¿ES SEGURO PARA LA SALUD EL 5G?

La suspensión que será seguida de un debate sobre la necesidad y las consecuencias sanitarias que podrían acarrear este tipo de tecnología. La decisión fue tomada tras la organización de una verdadera cruzada, de políticos y ciudadanos, contra el despliegue de emisoras de ondas de tipo 5G.

Estudio de impacto sobre la salud pública del 5 G

Hasta ahora se han recogido casos de personas con electrosensibilidad alta, a las que se han sumado los detractores a la protesta en los cantones suizos de Ginebra (GE),Vaud (VD) y de Neuchatel (NE) y esta semana se ha anunciado que, por el momento, se bloqueará la instalación de antenas 5G en sus territorios hasta que se precise el impacto que este tipo de instalaciones tienen en la salud pública.

Consejo de Europa debe seguir las recomendaciones que aprueba, entre ellas la Recomendación 1815 (2011) sobre los peligros potenciales de los campos electromagnéticos y sus efectos sobre el medio ambiente. En esa Recomendación se insta a los Estados miembros, entre otras cosas, a tener en consideración los principios de precaución y ALARA (mantener los niveles de exposición tan bajos como sea posible); a adoptar todas las medidas razonables para reducir la exposición a los CEM, en particular de niños y jóvenes; a prestar especial atención a las personas electrosensibles que sufren síndrome de intolerancia a los campos electromagnéticos; a llevar a cabo los procedimientos de evaluación de riesgos apropiados y mejorar los estándares de evaluación; y a mantener las instalaciones eléctricas a una distancia segura de las viviendas.

El despliegue está desencadenando una cadena de rechazo en muchas comunidades En Francia, Bélgica, Inglaterra, Suiza, Italia, España, Estados Unidos, India, Polonia o Alemania se están produciendo movilizaciones y protestas contra la expansión de la red 5G. Este despliegue se está imponiendo sin evidencias de su inocuidad para la salud pública y sin consultas a la ciudadanía.
Una gran diferencia es el hecho de que las antenas actuales 4G se colocan en una propiedad privada dentro de una zona concreta, ya que su cobertura era muy grande. Por el contrario, las small cells del 5G tienen un alcance pequeño, por eso, deberán instalarse en lugares estratégicos, siendo necesario encontrar nuevas ubicaciones en multitud de espacios públicos.

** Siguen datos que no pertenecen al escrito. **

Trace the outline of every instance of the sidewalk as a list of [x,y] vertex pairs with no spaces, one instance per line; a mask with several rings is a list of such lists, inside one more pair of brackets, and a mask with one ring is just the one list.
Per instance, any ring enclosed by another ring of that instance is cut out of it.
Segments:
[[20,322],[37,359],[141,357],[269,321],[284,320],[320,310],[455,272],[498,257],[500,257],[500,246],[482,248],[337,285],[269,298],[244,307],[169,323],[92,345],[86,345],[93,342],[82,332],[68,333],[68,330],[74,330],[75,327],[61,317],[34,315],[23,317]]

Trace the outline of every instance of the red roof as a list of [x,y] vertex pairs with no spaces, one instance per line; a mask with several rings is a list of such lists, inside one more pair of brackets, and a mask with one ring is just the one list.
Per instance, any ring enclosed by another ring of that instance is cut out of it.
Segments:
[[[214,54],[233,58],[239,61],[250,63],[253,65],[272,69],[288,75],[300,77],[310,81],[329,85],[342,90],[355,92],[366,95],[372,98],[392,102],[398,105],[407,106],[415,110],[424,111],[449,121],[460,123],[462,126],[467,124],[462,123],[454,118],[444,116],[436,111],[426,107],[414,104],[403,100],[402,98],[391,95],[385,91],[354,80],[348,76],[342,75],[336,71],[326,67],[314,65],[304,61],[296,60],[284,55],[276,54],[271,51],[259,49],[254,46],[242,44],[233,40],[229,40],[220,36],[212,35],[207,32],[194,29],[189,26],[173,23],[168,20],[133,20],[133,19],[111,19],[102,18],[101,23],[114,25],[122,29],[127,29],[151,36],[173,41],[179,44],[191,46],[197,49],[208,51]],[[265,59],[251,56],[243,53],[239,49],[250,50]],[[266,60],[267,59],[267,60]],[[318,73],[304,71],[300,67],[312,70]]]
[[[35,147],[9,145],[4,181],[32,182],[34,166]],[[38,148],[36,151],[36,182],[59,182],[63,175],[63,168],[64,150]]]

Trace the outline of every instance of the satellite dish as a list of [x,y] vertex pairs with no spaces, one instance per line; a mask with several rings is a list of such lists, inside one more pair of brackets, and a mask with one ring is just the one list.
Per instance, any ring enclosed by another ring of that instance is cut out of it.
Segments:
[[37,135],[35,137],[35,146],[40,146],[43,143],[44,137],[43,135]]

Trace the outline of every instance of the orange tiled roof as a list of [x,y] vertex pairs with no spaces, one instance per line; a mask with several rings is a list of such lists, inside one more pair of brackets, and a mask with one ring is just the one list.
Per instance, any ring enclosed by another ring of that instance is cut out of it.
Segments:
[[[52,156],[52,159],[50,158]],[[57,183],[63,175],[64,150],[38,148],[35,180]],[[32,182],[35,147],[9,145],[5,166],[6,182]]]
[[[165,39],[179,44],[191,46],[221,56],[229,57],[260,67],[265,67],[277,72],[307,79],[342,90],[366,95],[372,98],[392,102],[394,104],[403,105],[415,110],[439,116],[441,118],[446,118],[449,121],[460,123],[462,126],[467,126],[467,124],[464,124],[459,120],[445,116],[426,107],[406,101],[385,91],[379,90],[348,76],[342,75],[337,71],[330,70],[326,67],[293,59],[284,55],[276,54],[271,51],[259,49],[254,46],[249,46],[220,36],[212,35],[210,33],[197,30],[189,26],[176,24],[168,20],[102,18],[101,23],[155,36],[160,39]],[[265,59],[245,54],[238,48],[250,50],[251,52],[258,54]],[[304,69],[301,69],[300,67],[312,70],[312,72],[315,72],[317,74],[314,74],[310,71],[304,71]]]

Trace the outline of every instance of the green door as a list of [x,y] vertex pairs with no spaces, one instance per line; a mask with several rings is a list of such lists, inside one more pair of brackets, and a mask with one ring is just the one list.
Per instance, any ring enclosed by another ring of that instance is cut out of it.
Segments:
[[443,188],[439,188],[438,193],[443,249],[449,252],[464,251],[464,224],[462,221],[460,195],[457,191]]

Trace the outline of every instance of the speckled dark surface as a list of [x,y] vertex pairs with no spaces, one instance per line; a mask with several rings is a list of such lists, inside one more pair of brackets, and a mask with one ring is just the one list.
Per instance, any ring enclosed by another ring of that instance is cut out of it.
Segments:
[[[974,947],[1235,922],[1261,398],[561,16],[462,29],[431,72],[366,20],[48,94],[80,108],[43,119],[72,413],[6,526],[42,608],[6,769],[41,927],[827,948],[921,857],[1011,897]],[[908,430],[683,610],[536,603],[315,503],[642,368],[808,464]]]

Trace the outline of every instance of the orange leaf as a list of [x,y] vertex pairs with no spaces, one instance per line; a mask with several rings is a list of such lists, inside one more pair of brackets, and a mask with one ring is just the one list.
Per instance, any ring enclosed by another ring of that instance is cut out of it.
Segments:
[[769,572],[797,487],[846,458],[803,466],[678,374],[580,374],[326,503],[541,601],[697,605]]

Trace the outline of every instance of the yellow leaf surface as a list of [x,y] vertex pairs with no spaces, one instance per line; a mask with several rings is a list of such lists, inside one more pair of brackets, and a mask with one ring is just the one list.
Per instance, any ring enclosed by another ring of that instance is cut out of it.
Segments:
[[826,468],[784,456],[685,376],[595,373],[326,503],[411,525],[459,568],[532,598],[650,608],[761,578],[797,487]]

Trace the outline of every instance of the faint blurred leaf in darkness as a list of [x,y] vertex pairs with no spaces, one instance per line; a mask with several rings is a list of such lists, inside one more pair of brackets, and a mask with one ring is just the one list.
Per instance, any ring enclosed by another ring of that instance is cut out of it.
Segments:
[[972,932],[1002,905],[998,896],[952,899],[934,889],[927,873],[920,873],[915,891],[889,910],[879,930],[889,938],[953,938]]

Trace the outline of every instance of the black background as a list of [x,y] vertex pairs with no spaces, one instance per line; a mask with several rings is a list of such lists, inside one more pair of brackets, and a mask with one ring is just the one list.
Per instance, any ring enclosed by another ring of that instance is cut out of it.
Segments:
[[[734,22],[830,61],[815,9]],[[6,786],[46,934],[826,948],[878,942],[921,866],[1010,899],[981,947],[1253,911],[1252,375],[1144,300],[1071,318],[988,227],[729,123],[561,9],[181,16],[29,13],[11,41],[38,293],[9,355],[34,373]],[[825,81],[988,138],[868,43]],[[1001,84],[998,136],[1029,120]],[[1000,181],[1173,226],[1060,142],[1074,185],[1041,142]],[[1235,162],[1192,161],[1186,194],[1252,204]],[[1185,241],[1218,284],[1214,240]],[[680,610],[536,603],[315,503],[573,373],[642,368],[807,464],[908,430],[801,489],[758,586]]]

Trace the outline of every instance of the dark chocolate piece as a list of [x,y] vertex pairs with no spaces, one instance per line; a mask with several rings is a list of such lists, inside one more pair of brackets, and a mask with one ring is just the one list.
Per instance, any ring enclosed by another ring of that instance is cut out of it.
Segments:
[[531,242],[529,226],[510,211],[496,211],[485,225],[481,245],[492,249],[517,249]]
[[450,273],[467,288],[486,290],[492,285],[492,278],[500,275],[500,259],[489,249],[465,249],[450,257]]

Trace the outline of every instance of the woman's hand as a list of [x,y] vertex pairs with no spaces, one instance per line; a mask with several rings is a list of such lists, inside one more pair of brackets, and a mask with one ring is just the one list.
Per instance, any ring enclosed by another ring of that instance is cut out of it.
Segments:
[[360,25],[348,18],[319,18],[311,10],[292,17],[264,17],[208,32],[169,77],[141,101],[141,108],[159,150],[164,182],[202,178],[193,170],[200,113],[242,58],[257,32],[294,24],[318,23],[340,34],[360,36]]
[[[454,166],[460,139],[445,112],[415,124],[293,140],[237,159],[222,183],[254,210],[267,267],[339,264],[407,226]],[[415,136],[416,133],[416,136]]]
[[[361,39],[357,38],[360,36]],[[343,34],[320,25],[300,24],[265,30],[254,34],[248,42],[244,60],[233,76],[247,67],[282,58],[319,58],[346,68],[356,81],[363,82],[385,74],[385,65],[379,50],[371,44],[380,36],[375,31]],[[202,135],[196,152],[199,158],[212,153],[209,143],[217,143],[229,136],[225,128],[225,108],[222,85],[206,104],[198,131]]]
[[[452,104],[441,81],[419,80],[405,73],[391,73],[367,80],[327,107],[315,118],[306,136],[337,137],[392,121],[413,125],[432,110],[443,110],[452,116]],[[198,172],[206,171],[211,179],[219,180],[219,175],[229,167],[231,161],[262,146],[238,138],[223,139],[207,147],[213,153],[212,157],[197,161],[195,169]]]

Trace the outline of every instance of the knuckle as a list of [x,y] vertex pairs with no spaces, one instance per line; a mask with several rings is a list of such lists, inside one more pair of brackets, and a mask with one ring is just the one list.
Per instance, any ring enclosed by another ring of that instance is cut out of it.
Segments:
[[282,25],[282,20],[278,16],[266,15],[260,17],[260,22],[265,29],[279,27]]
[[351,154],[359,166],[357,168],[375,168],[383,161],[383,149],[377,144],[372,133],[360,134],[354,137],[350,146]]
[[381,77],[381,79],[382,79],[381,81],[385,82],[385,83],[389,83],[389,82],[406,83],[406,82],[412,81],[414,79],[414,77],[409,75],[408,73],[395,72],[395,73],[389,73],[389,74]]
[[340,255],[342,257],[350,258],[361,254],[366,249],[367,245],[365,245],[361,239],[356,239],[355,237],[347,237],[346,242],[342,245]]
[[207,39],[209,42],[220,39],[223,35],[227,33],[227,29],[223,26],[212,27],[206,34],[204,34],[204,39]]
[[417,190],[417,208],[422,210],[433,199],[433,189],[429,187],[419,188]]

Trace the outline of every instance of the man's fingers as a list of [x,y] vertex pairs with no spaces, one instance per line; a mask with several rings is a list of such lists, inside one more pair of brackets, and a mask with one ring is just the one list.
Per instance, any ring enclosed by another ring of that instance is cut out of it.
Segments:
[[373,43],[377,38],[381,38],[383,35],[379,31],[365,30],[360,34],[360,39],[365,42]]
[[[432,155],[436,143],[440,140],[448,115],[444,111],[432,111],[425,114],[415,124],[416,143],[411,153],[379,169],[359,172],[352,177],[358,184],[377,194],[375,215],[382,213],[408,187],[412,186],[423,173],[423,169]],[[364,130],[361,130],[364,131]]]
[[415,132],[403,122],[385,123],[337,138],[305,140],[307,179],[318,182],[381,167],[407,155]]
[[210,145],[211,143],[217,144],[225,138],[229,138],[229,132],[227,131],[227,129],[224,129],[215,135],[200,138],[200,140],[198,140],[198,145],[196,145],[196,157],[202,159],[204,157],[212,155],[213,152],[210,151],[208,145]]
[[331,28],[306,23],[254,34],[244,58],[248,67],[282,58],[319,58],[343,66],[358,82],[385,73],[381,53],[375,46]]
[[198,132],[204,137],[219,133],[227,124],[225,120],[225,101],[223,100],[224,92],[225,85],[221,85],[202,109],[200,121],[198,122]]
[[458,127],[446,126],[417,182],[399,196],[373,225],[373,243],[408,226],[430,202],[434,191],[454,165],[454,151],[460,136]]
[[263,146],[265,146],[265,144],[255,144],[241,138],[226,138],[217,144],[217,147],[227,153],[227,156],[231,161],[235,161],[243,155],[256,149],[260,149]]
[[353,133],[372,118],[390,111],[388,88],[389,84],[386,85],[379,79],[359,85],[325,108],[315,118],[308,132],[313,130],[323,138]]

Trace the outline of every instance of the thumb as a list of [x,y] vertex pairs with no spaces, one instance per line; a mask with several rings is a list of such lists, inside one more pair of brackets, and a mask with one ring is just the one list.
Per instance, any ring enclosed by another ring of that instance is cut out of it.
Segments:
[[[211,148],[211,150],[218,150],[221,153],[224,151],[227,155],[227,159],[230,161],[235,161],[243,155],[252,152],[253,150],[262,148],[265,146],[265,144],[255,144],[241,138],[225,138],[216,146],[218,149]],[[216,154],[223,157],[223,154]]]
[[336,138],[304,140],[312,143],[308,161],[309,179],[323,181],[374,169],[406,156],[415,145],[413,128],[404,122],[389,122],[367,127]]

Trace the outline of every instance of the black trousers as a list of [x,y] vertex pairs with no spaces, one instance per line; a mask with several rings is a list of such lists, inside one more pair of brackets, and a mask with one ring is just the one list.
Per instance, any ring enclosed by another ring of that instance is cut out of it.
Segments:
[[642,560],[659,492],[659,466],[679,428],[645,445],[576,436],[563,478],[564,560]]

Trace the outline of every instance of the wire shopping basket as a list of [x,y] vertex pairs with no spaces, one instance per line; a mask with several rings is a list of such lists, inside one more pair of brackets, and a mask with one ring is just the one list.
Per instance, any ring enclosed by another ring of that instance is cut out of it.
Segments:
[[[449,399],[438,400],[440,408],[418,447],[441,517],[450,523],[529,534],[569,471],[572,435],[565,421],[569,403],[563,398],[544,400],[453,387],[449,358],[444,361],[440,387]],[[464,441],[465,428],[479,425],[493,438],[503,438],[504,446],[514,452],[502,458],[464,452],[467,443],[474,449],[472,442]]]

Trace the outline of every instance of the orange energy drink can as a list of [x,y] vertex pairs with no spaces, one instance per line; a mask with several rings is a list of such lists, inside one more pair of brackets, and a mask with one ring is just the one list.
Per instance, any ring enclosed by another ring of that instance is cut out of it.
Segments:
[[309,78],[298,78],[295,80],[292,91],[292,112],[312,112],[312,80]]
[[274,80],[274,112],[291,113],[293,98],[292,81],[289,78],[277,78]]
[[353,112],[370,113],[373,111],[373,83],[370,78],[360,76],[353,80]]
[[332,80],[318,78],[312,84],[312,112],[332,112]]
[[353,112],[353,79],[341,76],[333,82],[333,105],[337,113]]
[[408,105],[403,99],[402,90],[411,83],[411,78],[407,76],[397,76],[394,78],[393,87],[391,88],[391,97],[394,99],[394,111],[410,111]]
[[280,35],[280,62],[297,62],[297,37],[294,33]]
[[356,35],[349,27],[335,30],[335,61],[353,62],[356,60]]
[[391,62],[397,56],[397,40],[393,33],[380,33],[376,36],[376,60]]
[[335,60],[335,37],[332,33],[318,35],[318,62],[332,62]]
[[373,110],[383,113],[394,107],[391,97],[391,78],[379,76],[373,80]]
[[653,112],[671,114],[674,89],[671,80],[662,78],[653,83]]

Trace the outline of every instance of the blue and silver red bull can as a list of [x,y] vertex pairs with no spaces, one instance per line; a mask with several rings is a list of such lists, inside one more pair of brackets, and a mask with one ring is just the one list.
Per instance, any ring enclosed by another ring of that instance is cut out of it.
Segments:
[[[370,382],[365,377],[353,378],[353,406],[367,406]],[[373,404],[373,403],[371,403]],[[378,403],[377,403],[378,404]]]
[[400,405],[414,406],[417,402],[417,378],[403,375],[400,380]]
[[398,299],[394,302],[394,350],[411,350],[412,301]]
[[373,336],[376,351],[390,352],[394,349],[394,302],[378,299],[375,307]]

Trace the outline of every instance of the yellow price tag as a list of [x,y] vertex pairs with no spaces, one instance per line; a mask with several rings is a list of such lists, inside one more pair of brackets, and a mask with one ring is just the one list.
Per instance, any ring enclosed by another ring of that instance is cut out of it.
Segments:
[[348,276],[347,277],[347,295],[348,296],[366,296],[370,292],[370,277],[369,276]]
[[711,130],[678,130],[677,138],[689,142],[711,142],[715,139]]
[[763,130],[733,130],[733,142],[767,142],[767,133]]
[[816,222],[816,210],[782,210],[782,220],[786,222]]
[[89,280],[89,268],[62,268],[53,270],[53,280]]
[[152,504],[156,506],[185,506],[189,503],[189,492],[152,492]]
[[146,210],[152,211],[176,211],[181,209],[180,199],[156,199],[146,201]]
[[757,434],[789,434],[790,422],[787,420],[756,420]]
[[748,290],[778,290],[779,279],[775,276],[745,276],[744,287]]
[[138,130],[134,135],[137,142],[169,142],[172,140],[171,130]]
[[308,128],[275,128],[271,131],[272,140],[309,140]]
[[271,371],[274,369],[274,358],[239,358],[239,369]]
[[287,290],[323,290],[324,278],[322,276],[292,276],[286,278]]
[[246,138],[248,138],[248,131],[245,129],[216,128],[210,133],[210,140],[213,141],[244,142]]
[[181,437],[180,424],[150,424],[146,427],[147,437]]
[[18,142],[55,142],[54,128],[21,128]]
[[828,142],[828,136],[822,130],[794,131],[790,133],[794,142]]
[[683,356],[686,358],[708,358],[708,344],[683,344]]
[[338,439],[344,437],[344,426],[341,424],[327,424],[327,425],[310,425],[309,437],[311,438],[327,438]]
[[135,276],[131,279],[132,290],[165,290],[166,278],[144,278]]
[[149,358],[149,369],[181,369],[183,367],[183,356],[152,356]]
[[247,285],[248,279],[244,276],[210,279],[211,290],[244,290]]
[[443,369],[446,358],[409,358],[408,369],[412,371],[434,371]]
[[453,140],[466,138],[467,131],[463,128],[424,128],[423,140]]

Se precisarán realizar estudios de salubridad independientes. Claro que posiblemente el ciudadano guarde ciertos recelos ya que seguro que ha escuchado que no debe dormir con el móvil en la mesilla o no hablar mientras se carga. O que, incluso, produce cáncer. Que los científicos no se ponen de acuerdo. Que existe evidencia científica contradictoria que no permite concluir nada. Que las empresas de telefonía compran a los científicos.

Cuidado con el sesgo de confirmación

El sesgo de confirmación es en este caso difícil de erradicar, cuando hay de por medio tantos intereses creados.

Los posibles efectos sobre la salud de los campos electromagnéticos emitidos por móviles, antenas, wifi y cualquier dispositivo inalámbrico, generan debate en la opinión pública. Mucho menos entre los científicos en el seno de la Sociedad Europea de Bioelectromagnetismo y la Sociedad de Bioelectromagnetismo

Hay estudios de todas las tendencias, si bien se dice que carecen de avales metodológicos bien fundados. Si bien hay efectos en las personas que cuando menos cuestionan dicha tecnología. Por el momento, esperamos confirmación. A la hora de realizar los próximos estudios sobre la conveniencia de soluciones tecnológicas, y salud pública, deberían incorporarse los más modernos estudios y resultados sobre otros campos del conociciento que quizas hasta ahor no se han incluido.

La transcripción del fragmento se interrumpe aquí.